Museums used to be hermetic, both in space and in mind. Little light came in through the columns and curtains, and little came out. But things are changing.












Last week I finally made it to the Museum aan de Stroom (MAS) in Antwerp. Housed in a surreal stack of brick and curved glass panels, it combines the previous collections of the maritime, ethnography and folklore museums. Once you enter it is hard to decide what is more spectacular: viewing the inside or viewing the outside. And why shouldn't museums compete with the outside world?



Speaking of which - the new Museum of the History of Polish Jews in Warsaw. Although set just in front of the memorial where chancellor Willy Brandt fell to his knees in 1970 in recognition of Germany's responsibility for the war, it refuses to be another Holocaust museum. Instead, it traces the entire history of Jews in Poland, from a millenium ago until today.

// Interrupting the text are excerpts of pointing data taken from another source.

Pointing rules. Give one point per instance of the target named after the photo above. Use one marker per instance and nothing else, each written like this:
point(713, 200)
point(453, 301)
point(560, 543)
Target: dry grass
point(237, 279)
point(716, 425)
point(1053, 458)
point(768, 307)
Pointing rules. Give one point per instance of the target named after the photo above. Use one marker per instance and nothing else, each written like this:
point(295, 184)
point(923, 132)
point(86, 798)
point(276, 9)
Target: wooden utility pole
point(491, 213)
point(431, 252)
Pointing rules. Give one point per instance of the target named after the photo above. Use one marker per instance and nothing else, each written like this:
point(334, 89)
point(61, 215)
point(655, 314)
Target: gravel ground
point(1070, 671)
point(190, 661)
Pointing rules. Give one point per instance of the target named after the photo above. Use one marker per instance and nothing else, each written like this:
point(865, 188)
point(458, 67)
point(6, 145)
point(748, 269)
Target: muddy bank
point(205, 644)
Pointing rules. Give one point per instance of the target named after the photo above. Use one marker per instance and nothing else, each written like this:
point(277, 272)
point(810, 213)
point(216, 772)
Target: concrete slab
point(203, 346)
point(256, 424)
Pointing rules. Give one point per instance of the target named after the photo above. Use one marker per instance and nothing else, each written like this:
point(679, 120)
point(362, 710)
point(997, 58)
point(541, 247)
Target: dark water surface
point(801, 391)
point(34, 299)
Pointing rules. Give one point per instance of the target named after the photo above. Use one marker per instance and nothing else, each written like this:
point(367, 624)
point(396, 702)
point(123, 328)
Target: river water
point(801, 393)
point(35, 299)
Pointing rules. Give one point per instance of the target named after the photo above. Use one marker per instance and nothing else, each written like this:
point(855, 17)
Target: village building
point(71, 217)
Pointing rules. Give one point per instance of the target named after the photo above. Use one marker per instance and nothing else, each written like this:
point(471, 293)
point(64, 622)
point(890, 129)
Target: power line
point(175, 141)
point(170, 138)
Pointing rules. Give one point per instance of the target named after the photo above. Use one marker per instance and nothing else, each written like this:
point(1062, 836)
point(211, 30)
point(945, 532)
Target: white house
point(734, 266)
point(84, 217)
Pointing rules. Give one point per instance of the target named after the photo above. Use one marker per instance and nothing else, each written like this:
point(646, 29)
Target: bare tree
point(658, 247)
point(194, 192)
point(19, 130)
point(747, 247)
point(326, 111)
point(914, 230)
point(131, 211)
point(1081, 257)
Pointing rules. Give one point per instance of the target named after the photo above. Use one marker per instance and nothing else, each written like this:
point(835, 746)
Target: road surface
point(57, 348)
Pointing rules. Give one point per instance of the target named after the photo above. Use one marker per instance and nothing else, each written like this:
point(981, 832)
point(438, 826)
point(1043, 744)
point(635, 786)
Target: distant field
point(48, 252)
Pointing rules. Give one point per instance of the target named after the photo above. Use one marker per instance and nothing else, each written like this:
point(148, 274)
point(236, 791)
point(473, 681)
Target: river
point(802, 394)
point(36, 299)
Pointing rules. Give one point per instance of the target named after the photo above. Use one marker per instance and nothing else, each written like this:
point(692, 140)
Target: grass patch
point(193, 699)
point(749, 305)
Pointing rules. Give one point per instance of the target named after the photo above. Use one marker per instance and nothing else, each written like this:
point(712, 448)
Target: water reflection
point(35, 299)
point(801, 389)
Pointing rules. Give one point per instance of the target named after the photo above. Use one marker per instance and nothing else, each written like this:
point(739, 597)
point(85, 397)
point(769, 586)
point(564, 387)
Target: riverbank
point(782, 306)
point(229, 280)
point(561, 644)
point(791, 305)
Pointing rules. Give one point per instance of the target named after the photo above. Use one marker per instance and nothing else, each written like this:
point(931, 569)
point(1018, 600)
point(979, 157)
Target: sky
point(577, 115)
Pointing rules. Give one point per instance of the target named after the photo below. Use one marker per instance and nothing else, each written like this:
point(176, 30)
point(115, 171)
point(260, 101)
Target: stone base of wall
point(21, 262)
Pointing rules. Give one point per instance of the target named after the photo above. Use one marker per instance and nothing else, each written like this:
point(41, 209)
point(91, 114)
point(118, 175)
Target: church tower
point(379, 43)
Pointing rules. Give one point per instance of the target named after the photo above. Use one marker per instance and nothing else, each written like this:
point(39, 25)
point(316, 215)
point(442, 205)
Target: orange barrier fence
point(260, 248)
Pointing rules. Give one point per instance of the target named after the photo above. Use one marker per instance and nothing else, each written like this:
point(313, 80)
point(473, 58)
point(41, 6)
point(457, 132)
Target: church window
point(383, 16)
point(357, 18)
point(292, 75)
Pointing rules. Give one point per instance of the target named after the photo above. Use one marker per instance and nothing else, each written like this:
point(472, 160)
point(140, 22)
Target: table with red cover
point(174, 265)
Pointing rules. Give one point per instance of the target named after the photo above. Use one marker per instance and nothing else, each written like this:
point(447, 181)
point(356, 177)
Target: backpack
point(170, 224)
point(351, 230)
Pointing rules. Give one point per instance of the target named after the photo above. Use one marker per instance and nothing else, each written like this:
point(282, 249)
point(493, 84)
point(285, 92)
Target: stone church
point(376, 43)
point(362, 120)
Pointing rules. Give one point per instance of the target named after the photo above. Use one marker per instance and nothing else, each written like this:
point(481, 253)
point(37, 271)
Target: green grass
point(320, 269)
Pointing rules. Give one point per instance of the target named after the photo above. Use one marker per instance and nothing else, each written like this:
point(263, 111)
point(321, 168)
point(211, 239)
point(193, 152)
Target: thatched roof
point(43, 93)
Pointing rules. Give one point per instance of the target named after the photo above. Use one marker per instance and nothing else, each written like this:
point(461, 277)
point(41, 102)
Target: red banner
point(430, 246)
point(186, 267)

The building - seemingly simple from outside yet curved and complex on the inside - reflects this openess. What could be better for the new museums than visual and intellectual osmosis? Let the sunshine in.

Sunday, 9 February 2014

Architectural Nudism

Maybe it's because it's winter and everyone is covered up that all my recent contributions involve nudity. Or maybe it's just a coincidence that the only artist that truly kept my attention at Warsaw's Zachęta exhibition on contemporary Brazilian art was Fabiano Rodrigues.

Rodrigues takes photos of himself skating through beautiful buildings, sometimes naked. I like that. It may seem gratuitous, but it highlights both his vulnerability and the buildings' allure. What's not to like?







Check out his tumblr too. More variety soon (maybe). 

Monday, 3 February 2014

A Case for Delay

Susan Sontag's "On Photography" contains such poignantly accurate observations, that when I read the collection of essays some years ago they may or may not have caused me to have my digital camera stolen.

"Needing to have reality confirmed and experience enhanced by photographs is aesthetic consumerism to which everyone is now addicted. Industrial societies turn their citizens into image-junkies; it is the most irresistible form of mental pollution...Ultimately, having an experience becomes identical with taking a photograph of it." (1977) How prophetic is that?

I switched to manual photography. Isn't removing instant gratification a way to limit abuse?

































Abuse maybe, but not the lure of glorification. Like these September shots from Sicily I only just received. Looking at them now, when the snow is piling up in Warsaw's streets, they are charged with the pathos of time. They have become relics, heightening melancholy and idealising a moment long gone.

As Sontag put it 35 years before Facebook: "Essentially, the camera makes everyone a tourist in other people's reality, and eventually in one's own."

Well, sometimes that can be nice too.